EDITORIAL: Remember our fallen heroes
February 3, 2003
Many students on this campus were too young to comprehend the space shuttle Challenger’s explosion in 1986. We grew up having faith in NASA engineers to keep our astronauts safe from harm and to have them returned home safely. We placed the space crews on a high pedestal because they were men and women who had seen space beyond Earth’s white, puffy clouds.
They were our heroes.
On Saturday, we learned that things can go wrong, and it can touch people’s lives all over the world.
The astronauts aboard Columbia were just like any other human beings. They had children, brothers and sisters, parents and close friends closely monitoring their progress during the 16-day mission. They were from Washington state, Texas, Virginia, India, Israel and Wisconsin. All were fulfilling dreams of being in space — some for the first time.
One of the seven, Laurel Clark, was born right here in Ames. The Navy commander had not always entertained dreams of becoming an astronaut, her brother Dan Salton said in a Milwaukee Journal-Sentinel story on Sunday. But flying in space was just something that was meant to be, he said.
“Hello from above our magnificent planet Earth,” Clark wrote in an e-mail to her family from the Columbia. “The perspective is truly awe-inspiring.”

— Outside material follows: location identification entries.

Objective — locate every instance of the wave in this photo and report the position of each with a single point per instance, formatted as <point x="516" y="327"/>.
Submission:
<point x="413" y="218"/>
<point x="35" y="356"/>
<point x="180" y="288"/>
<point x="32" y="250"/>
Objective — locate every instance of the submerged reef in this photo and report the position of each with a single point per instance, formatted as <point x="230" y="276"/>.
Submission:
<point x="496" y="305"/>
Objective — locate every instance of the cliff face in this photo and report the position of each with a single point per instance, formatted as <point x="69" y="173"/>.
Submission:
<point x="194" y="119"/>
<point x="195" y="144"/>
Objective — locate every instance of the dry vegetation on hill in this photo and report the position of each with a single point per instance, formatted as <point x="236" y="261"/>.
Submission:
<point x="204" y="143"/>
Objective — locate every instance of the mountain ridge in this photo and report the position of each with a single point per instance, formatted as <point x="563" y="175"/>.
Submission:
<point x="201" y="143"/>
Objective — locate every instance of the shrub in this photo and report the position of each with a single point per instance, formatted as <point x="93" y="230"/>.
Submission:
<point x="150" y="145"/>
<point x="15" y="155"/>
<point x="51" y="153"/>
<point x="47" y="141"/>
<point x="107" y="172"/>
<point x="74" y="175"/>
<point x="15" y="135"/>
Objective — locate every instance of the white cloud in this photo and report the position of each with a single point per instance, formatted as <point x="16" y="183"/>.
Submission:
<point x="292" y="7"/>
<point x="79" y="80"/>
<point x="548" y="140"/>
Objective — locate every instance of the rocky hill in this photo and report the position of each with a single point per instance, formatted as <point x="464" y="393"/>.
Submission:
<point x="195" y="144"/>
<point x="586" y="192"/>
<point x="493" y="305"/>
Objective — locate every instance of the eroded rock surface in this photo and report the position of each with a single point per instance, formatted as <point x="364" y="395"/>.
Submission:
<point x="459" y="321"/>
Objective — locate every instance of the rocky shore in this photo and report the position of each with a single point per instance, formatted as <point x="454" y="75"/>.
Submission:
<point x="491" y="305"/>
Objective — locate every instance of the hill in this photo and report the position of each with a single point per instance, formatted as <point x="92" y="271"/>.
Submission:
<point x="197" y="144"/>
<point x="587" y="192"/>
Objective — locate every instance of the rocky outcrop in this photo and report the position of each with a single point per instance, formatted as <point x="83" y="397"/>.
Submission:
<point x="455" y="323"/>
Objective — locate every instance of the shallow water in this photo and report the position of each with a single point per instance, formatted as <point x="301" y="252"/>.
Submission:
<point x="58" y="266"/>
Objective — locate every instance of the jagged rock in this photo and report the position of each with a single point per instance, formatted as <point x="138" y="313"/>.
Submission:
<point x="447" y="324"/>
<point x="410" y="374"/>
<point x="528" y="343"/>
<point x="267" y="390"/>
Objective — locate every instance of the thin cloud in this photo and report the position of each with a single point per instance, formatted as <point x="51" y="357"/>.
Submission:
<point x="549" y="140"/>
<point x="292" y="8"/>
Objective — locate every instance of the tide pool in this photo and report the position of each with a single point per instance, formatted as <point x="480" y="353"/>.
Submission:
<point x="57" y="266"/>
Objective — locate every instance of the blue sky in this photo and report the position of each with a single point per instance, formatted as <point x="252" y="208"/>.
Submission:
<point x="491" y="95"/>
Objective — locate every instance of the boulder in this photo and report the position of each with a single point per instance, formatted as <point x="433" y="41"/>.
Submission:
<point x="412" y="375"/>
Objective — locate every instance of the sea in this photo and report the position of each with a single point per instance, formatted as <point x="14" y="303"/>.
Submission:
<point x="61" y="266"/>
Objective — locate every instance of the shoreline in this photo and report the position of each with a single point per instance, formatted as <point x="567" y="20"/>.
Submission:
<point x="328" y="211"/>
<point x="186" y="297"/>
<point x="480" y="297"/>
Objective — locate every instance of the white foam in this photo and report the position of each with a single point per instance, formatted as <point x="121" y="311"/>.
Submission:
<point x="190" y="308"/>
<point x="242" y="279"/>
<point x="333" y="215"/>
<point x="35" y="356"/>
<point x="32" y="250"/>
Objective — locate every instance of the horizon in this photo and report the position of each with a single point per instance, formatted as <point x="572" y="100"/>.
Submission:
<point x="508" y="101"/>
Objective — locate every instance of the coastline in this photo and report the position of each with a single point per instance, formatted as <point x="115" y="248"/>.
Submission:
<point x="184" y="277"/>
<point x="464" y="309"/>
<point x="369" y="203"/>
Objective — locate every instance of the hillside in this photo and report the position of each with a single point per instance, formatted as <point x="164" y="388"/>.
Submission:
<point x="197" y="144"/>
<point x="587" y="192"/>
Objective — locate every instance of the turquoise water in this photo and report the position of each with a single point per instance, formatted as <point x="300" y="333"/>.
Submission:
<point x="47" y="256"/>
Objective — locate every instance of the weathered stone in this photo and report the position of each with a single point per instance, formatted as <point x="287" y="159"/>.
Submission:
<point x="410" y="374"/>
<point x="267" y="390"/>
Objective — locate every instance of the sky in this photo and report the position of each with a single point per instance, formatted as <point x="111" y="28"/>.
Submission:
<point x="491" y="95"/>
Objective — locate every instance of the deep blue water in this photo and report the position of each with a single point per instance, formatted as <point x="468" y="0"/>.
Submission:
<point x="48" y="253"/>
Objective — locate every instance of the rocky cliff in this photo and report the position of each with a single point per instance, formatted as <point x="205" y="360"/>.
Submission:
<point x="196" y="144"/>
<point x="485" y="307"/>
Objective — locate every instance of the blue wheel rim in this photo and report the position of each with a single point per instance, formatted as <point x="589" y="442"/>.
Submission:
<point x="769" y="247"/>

In the e-mail to family she described being able to see a lighthouse on the shore of Lake Michigan. Family members said she was elated about her opportunity.

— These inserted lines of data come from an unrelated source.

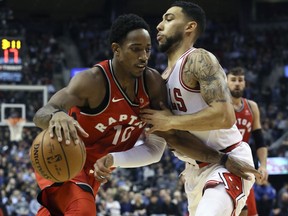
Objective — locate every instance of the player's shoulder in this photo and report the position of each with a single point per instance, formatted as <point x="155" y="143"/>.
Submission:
<point x="203" y="54"/>
<point x="253" y="104"/>
<point x="88" y="79"/>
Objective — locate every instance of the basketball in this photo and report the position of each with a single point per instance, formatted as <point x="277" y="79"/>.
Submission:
<point x="55" y="161"/>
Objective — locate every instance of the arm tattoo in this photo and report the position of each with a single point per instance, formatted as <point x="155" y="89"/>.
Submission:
<point x="203" y="67"/>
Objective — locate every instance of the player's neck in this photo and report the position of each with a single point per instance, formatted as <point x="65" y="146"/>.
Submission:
<point x="237" y="103"/>
<point x="175" y="54"/>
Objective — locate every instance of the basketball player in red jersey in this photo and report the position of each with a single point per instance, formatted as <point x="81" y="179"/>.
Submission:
<point x="105" y="102"/>
<point x="248" y="122"/>
<point x="200" y="103"/>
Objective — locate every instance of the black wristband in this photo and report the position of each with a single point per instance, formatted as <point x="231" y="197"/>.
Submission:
<point x="224" y="159"/>
<point x="55" y="111"/>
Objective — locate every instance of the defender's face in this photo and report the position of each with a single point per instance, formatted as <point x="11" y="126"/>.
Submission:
<point x="171" y="29"/>
<point x="134" y="52"/>
<point x="236" y="85"/>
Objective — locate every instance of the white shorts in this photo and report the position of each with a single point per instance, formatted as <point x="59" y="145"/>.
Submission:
<point x="196" y="179"/>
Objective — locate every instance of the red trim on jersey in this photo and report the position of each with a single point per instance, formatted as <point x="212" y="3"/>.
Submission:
<point x="244" y="120"/>
<point x="195" y="90"/>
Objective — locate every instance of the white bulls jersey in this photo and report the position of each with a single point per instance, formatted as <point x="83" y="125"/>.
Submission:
<point x="184" y="100"/>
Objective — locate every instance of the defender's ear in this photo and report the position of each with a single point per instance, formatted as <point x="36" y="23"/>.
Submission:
<point x="191" y="26"/>
<point x="115" y="48"/>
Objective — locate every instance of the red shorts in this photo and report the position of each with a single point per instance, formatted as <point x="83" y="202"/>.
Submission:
<point x="67" y="199"/>
<point x="251" y="204"/>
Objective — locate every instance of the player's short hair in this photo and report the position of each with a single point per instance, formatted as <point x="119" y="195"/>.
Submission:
<point x="124" y="24"/>
<point x="194" y="12"/>
<point x="236" y="71"/>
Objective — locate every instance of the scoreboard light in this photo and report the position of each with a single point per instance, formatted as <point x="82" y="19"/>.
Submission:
<point x="11" y="47"/>
<point x="10" y="59"/>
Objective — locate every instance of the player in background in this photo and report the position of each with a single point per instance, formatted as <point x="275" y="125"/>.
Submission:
<point x="201" y="103"/>
<point x="248" y="122"/>
<point x="102" y="106"/>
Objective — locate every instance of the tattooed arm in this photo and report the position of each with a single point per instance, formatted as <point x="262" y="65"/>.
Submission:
<point x="203" y="70"/>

There was also Kalpana Chawla, who was described growing up as “a wiry little tomboy” who fell in love with flying while growing up in India.
She was a national hero to her country, with her face plastered on magazines and children running through the streets of her hometown with crowns that read, “Kalpana is our pride,” according to The Washington Post.

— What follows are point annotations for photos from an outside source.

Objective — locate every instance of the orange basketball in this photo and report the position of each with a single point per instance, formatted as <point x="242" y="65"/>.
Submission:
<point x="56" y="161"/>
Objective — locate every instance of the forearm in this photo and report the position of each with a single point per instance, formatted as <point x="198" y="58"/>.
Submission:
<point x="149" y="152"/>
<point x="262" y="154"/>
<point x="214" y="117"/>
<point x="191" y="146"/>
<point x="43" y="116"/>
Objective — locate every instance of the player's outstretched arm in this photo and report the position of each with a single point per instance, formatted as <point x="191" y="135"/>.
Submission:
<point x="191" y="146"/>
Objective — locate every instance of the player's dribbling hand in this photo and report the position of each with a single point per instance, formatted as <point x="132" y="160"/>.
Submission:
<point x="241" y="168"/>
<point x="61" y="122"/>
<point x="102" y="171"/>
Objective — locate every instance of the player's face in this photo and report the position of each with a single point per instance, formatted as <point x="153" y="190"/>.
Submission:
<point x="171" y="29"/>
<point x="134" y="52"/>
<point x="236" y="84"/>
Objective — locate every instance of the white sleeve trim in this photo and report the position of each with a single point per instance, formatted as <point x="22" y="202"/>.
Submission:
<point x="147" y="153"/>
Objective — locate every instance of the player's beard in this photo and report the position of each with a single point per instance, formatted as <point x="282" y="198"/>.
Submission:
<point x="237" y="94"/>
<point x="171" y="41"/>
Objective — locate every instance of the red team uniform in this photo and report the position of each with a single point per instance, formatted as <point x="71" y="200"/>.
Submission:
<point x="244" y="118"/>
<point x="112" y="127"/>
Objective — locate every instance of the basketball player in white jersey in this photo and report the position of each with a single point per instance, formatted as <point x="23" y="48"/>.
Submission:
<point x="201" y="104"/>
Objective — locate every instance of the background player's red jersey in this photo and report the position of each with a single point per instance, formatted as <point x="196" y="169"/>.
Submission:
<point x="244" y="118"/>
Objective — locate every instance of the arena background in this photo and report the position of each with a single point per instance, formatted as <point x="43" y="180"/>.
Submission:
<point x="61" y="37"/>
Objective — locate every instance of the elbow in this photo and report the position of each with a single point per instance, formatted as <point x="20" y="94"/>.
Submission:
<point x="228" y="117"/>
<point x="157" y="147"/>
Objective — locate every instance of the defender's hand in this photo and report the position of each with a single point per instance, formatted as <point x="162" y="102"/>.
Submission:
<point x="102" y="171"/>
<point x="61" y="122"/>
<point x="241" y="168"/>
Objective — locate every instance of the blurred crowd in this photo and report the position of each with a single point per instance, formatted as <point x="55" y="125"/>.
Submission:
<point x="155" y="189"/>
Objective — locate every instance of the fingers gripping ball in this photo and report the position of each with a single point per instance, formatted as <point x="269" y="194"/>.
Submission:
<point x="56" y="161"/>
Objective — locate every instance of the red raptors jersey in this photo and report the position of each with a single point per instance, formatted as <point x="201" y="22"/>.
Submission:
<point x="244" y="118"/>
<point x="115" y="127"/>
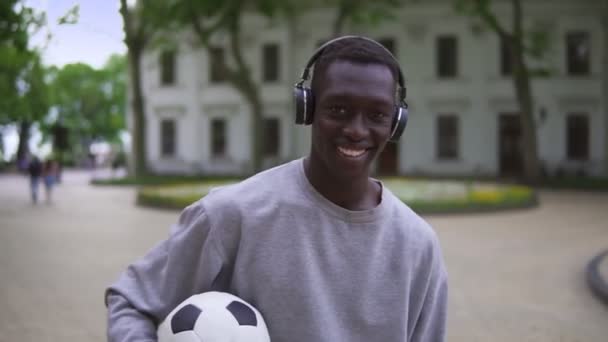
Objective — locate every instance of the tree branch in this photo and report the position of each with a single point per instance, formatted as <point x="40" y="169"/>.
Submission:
<point x="204" y="33"/>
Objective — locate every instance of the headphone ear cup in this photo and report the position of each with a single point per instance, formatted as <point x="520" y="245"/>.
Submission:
<point x="298" y="99"/>
<point x="304" y="105"/>
<point x="399" y="123"/>
<point x="310" y="106"/>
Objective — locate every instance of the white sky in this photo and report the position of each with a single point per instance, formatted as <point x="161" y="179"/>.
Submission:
<point x="96" y="36"/>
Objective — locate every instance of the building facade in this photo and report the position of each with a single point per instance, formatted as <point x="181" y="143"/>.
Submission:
<point x="463" y="111"/>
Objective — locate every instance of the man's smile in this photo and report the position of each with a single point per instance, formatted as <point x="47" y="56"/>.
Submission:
<point x="352" y="152"/>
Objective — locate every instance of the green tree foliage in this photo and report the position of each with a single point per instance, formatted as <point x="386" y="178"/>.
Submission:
<point x="88" y="102"/>
<point x="523" y="45"/>
<point x="363" y="13"/>
<point x="22" y="86"/>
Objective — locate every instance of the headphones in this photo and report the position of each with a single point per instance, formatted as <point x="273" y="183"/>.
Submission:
<point x="304" y="100"/>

The mission also marked the first space flight for an Israeli. Ilan Ramon was also considered a national hero, and a welcome distraction from the war that is tearing his country apart. Ramon, a son of a Holocaust survivor, carried a picture that was drawn by a Jewish boy in a concentration camp that depicted a view of Earth from the moon.
We should also honor the other crew members, who died fulfilling their dreams: Rick Husband, William McCool, Michael Anderson and David Brown.
During a telecast from space a few days before re-entry, Clark talked about how wonderful her experience had been. Her words, today, are a reminder that the Columbia crew are still our heroes: “Life continues in lots of places and life is a magical thing.”